Button F:  Underwater mode.  Used in conjunction with sealing the cockpit, there is a supply of oxygen (you’d actually want plain air or mixed gas, to avoid oxygen toxicity) and a periscope that feeds images to a tv screen. 

Button G:   In an era before anybody had ever heard the term “drone,” Speed had himself a remote-control homing pigeon that sprang out of the hood.  It could be manually controlled, or, by hitting another button the central console, simply told to go home.  It was capable of packing a small payload and could even be used as a kinetic weapon against the various evildoers Speed was always dealing with.  Sorry, no Hellfire missiles.  

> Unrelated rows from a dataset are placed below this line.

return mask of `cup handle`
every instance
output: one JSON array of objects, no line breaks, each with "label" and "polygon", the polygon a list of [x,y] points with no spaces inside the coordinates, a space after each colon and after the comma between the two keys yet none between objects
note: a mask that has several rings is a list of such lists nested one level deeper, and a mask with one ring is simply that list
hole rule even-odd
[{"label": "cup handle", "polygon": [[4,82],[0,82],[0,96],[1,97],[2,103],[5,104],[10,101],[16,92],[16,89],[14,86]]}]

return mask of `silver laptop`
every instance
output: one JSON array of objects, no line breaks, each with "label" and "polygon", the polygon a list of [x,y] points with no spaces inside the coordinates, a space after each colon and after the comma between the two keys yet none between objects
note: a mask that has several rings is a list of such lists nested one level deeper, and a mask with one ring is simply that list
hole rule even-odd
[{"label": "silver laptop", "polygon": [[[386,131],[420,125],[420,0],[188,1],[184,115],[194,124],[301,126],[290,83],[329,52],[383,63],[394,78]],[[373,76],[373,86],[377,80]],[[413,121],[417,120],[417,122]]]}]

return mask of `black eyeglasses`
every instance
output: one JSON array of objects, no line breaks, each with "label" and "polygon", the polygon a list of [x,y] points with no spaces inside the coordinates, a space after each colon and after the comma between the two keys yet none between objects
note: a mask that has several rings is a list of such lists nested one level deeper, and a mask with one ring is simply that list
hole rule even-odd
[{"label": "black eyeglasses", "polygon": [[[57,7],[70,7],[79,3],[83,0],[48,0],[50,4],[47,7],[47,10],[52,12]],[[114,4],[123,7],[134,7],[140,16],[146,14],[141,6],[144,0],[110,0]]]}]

So, how do we get from 1960’s cartoon drawings to the actual car you see here?  Enter an outfit that owns the intellectual property rights to the series.  They partnered with a children’s non-profit, with the idea that they would fund the non-profit by selling each car for about the Treasure of The Sierra Madre.  Rumor has it that they were stickered as high as $175k.  While there may still be a bunch of rabid Speed Racer fans, it turns out that asking them to pay well into the six figures for a 1984 Corvette (which is the underlying architecture) with a body kit was just a little more than the market would bear.  Very few were produced.

Museum Masterpiece

Brian Grams, of the Volo Auto Museum (www.volocars.com), owns this one.  It’s the prototype.  He reports that its sole virtue is that it looks cool.  When GM brought out the ’84 Vette, they put in the now much-maligned Crossfire 350 engine.  Now, in fairness to GM, that was just at the time that technology and emissions/mileage were pushing the envelope and they had just made a jump to electronic throttle-body fuel injection.  They opted to go with two throttle bodies, for two reasons:  1) their supplier, Rochester, didn’t have a single one large enough, and 2) the designers had gone with a very low, sporty hood line:  twin throttle bodies could be positioned to the sides, keeping height low and evoking  a sixties performance elan. 

Real World Problems

Problem was, the super-flat intake manifold pretty much sucked at fuel distribution, so the engineers had to compensate by injecting more, which defeated the mileage goals.  Plus, the intake slowed down the air-gas charge such that driving to the 7-11 would have been miserable.  In an ongoing comedy of patchwork fixes, they responded by making the manifold and ports much smaller, which pretty much choked out whatever real power potential the motor had ever had.  That was coupled with a new four-speed automatic that wasn’t strong enough to stand up to the motor in overdrive, so it had to be programmed to shift down.  And GM wasn’t the only ones making it up as they went in this car:  Brian reports that the underhood packaging, in order to fit the custom body, had plenty moved around.  The battery is nearly inaccessible, behind one of the front wheels.

Oh, and none of the buttons work.

All of which is, of course perfectly okay, because it’s a cartoon car from the sixties.  Its best use is for you to come take a look at the marvelous Mach 5.